2019年09月21日、甚大な爪痕を残した台風15号の復旧支援において、千葉県を拠点とする金融機関が力強い一歩を踏み出しました。千葉銀行、京葉銀行、そして千葉興業銀行の3行が、被災地への職員ボランティア派遣を決定したのです。県内では停電や家屋の損壊が長期化しており、インフラの回復だけでなく「人の手」による支援が急務となっています。今回の決断は、地域に根ざした地銀が単なる資金供給の枠を超え、泥臭い実務でも支え合う姿勢を示す象徴的な出来事といえるでしょう。
地元の金融を支えるライバル同士でもあるこの3行が、垣根を越えて手を取り合うのは今回が初めての試みです。派遣期間は2019年09月21日から2019年09月23日までの3日間となっており、のべ80人の職員が現場へと向かいます。対象エリアは鴨川市や君津市、鋸南町といった深刻な被害を受けた7つの市町に及びます。SNS上では「地元の銀行がここまでやってくれるのは心強い」「地域共生のモデルケースになってほしい」といった応援の声が続々と寄せられ、期待が高まっています。
具体的な業務内容は、災害ボランティアセンターにおける運営サポートが中心です。一般のボランティアの受付や人員の割り振り、救援物資の手配など、組織運営のプロとしての手腕が期待されるでしょう。通常、被災地では作業員だけでなく、これら「バックオフィス(後方支援)」を担う司令塔が不足しがちです。自治体や県からのSOSに応える形で、事務処理能力に長けた銀行員が現場を支える仕組みは、混乱する被災現場にとって極めて合理的な解決策になるに違いありません。

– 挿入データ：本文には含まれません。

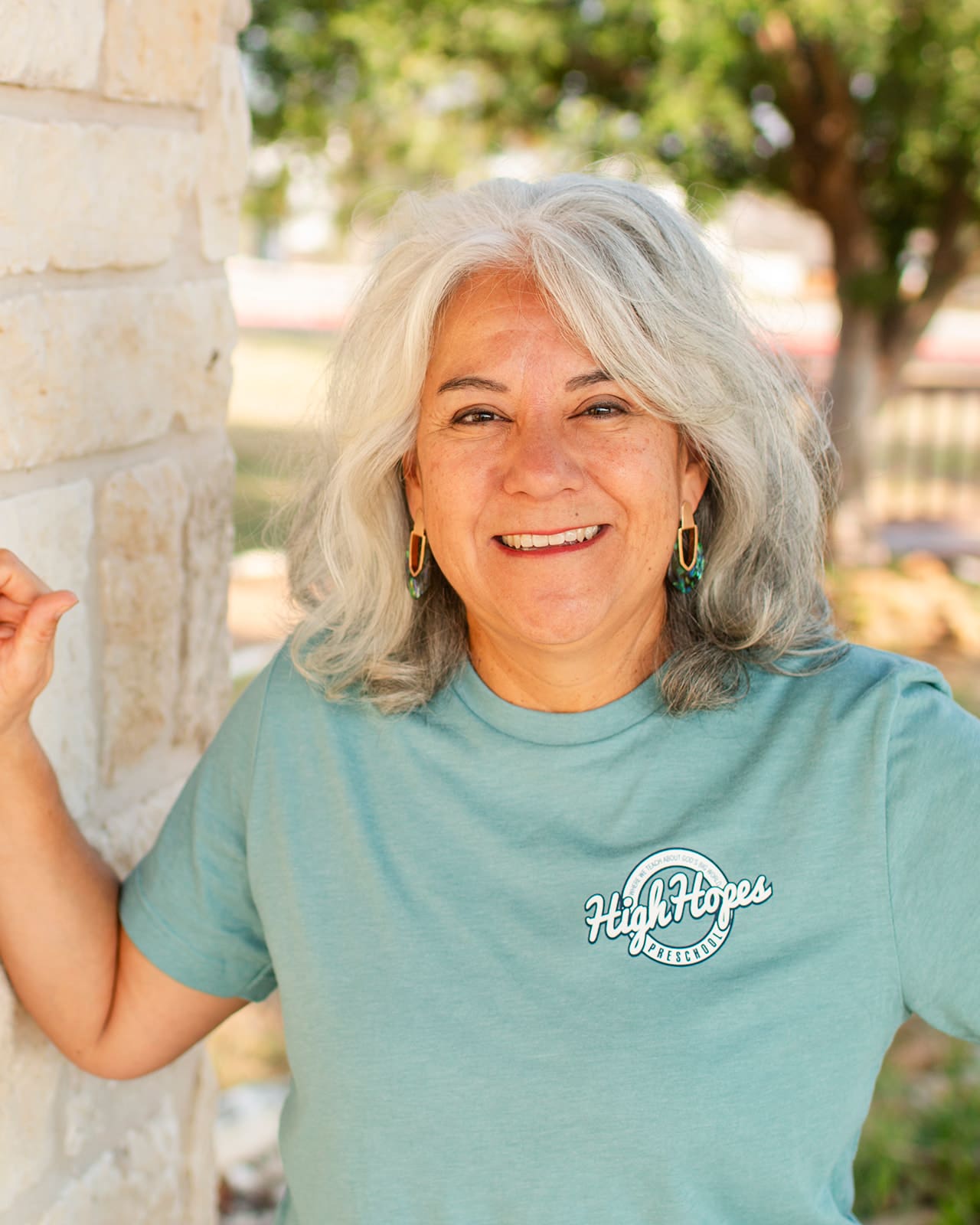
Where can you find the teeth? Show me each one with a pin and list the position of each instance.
(573, 536)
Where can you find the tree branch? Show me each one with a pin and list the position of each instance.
(906, 322)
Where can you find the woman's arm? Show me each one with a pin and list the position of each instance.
(79, 975)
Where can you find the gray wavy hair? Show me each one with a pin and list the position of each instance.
(631, 279)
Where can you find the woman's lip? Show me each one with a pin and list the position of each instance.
(551, 549)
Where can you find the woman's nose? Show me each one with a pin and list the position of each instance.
(541, 462)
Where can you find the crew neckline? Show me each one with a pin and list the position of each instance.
(554, 728)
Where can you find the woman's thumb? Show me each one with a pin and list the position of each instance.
(42, 618)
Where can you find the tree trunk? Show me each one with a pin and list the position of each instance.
(857, 389)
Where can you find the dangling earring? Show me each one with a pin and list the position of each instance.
(418, 564)
(688, 564)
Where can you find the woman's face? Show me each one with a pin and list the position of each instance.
(524, 439)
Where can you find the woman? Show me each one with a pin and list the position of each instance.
(594, 873)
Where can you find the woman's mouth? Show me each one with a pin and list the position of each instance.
(551, 542)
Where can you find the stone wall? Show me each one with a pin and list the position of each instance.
(122, 145)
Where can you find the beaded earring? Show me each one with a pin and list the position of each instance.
(418, 565)
(684, 573)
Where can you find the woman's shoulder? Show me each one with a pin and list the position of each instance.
(855, 681)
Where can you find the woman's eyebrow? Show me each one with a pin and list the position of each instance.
(581, 381)
(576, 384)
(471, 381)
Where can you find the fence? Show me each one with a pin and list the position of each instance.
(926, 457)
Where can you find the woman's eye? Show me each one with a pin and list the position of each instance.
(606, 408)
(475, 416)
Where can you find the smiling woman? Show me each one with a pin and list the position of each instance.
(534, 447)
(573, 332)
(594, 873)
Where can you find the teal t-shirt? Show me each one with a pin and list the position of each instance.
(561, 969)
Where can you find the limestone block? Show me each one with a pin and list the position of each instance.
(205, 689)
(122, 837)
(101, 369)
(52, 43)
(95, 1112)
(202, 1175)
(51, 531)
(140, 518)
(159, 52)
(237, 15)
(70, 200)
(30, 1073)
(138, 1181)
(227, 132)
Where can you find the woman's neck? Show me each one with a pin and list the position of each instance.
(565, 678)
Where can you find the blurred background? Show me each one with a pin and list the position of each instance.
(831, 150)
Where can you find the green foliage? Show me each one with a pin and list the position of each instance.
(739, 91)
(919, 1148)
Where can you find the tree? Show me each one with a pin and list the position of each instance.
(865, 113)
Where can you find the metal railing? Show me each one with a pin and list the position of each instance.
(926, 457)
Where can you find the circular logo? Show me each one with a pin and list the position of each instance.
(686, 861)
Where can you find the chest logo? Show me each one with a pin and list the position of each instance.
(677, 906)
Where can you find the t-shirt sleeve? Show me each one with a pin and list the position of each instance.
(188, 906)
(933, 805)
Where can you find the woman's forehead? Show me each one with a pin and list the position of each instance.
(496, 303)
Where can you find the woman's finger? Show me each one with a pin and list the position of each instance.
(18, 582)
(11, 612)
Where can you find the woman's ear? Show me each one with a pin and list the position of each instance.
(413, 487)
(694, 475)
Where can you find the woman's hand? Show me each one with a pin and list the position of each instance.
(30, 612)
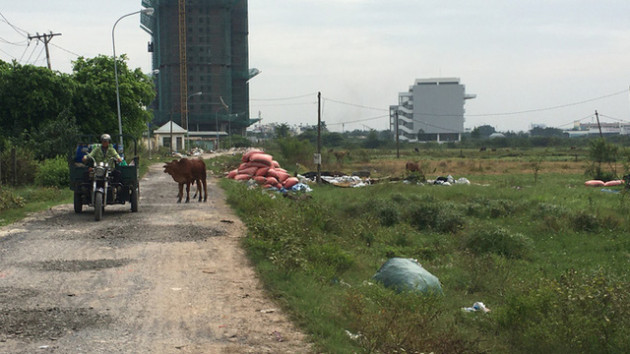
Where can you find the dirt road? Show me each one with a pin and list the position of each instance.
(168, 279)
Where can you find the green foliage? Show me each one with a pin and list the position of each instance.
(9, 200)
(294, 151)
(498, 244)
(499, 241)
(390, 322)
(95, 99)
(53, 173)
(55, 137)
(440, 217)
(18, 165)
(31, 96)
(576, 313)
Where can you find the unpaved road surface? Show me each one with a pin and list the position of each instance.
(168, 279)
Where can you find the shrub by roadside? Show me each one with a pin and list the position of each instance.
(53, 173)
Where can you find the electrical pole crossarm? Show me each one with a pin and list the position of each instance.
(45, 38)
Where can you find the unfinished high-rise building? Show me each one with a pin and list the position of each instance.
(200, 48)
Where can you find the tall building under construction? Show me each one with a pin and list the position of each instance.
(200, 46)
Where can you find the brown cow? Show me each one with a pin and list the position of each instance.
(187, 171)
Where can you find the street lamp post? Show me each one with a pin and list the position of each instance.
(188, 125)
(149, 11)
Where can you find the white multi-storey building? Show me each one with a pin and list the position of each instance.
(432, 110)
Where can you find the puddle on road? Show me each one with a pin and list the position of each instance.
(34, 324)
(78, 265)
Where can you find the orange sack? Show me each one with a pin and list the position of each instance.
(262, 158)
(594, 183)
(290, 182)
(242, 177)
(248, 171)
(248, 154)
(262, 171)
(614, 183)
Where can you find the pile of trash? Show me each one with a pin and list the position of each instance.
(262, 168)
(448, 181)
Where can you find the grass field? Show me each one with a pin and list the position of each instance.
(547, 255)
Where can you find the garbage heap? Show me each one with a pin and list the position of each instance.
(262, 168)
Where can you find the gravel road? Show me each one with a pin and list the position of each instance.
(171, 278)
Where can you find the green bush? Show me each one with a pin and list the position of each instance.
(585, 222)
(18, 172)
(9, 200)
(388, 322)
(440, 217)
(53, 173)
(576, 313)
(499, 241)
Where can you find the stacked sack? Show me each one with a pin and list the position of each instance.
(263, 169)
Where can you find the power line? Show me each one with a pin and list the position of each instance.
(22, 32)
(285, 104)
(21, 43)
(356, 105)
(284, 98)
(549, 108)
(360, 120)
(7, 54)
(618, 119)
(65, 50)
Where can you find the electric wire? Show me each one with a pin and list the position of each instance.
(32, 52)
(15, 28)
(7, 54)
(549, 108)
(284, 98)
(65, 50)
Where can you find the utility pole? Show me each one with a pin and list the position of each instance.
(397, 137)
(318, 156)
(599, 125)
(45, 38)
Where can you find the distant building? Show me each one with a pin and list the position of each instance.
(212, 54)
(432, 110)
(586, 129)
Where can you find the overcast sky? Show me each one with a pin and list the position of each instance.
(518, 55)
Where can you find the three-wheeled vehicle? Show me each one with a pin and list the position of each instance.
(99, 185)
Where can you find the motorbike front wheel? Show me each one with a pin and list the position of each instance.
(98, 206)
(78, 202)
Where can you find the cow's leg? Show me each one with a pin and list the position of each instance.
(205, 190)
(199, 190)
(181, 192)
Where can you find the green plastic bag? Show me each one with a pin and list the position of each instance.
(406, 274)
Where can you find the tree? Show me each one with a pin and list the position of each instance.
(31, 96)
(282, 130)
(95, 99)
(55, 137)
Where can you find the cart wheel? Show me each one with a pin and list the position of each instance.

これまで各行は、緊急の相談窓口の設置や復旧に向けた特別融資など、金融機関としての役割を全うしてきました。しかし、物理的な被害が大きすぎる現状では、お金の回りを良くするだけでは足りないのも事実です。私は、この「現場第一主義」の姿勢こそが、地域の信頼を勝ち取る鍵になると確信しています。ビジネスの利害を忘れ、同じ県民として汗を流す銀行員の姿は、被災した方々の心に何物にも代えがたい勇気と安心感を与えるはずです。